When the invasion of Ukraine by Russian military forces began in February, the Masaryk University volunteers, who had already had experience helping in the aftermath of tornadoes in South Moravia, shifted their focus to assisting Ukrainian refugees. In cooperation with individual faculties and other departments, MUNI HELPS provided material, financial, interpreting, translation and psychological assistance, set up a crisis line and continues to provide information on vacancies and scholarships for Ukrainian students, organises tutoring for children, and will reinforce the staffing of primary schools for Ukrainian children with the start of the new school year.
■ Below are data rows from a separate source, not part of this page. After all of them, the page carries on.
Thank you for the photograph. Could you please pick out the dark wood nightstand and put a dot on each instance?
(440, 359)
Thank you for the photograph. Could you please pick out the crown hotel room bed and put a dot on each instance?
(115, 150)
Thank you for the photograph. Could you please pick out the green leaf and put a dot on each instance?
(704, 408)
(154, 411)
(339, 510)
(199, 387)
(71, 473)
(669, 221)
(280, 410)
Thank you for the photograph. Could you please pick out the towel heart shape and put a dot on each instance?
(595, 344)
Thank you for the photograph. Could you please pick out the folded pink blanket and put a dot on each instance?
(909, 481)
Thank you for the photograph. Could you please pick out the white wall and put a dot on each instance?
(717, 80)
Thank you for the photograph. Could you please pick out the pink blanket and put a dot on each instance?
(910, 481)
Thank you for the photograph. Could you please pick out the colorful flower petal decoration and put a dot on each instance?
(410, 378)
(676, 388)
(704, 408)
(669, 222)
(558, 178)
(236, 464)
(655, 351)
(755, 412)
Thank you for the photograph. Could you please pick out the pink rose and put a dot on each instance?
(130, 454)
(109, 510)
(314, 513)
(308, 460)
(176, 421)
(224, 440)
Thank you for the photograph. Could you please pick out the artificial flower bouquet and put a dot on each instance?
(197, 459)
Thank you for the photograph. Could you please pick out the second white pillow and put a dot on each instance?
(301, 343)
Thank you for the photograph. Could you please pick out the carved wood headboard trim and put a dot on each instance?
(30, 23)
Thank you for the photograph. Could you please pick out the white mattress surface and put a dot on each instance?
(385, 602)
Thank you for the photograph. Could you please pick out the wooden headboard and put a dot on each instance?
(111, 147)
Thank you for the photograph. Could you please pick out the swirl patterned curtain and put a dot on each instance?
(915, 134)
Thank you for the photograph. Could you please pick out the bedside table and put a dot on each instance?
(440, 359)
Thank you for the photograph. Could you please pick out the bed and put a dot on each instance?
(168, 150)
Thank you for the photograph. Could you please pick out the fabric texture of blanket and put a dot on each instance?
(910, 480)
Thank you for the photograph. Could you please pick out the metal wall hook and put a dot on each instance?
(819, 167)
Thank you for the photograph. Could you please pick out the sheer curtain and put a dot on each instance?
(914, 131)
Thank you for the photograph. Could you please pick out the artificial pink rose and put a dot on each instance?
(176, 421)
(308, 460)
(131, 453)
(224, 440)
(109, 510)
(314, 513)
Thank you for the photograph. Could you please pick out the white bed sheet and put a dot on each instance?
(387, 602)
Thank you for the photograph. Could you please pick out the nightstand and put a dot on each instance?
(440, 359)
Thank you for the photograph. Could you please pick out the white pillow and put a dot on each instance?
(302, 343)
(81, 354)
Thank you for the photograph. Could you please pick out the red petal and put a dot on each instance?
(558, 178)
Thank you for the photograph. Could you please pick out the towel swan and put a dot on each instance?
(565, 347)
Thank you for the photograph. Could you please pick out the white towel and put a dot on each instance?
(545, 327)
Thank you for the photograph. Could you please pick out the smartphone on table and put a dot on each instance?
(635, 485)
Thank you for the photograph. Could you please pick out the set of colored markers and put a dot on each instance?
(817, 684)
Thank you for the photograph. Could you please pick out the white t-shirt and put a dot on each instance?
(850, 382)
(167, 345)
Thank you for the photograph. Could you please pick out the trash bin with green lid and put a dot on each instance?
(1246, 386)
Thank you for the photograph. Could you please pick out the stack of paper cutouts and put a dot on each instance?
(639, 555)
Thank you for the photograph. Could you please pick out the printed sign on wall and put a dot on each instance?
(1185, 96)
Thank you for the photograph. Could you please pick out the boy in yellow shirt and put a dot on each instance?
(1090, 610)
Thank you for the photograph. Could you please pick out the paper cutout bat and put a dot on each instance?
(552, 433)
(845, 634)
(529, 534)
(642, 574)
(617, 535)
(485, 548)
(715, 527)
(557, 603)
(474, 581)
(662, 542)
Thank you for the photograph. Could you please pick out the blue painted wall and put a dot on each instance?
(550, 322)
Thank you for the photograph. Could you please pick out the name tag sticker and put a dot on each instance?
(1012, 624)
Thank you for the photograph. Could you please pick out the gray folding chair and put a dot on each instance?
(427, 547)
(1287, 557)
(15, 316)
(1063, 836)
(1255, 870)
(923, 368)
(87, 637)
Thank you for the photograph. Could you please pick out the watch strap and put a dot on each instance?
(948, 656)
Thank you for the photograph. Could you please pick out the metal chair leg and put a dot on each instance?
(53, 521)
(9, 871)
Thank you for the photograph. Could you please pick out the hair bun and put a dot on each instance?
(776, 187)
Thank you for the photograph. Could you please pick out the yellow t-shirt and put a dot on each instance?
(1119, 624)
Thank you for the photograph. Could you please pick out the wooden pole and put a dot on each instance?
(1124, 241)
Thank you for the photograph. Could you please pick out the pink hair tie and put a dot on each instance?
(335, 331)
“The global Covid pandemic kick-started an absolutely unique activity that resulted in future aid to Ukraine. This award is proof of the enormous impact of our activities in the international community, as it is only awarded to higher education institutions that have demonstrated excellence in this area and have successfully implemented strategies and activities in the field of internationalisation,” said Břetislav Dančák, MU’s Vice Rector for Internationalisation.

Almost 90 Ukrainian academics, forced to leave their homes, have found refuge and work at Masaryk University in recent months. Scholarships have been provided to current Ukrainian students and an additional 500 applicants from the war-torn country have been accepted. Furthermore, in August, Masaryk University was the only place in the Czech Republic where young Ukrainians were able to take their university entrance exams in their country. A total of 1,500 refugees participated.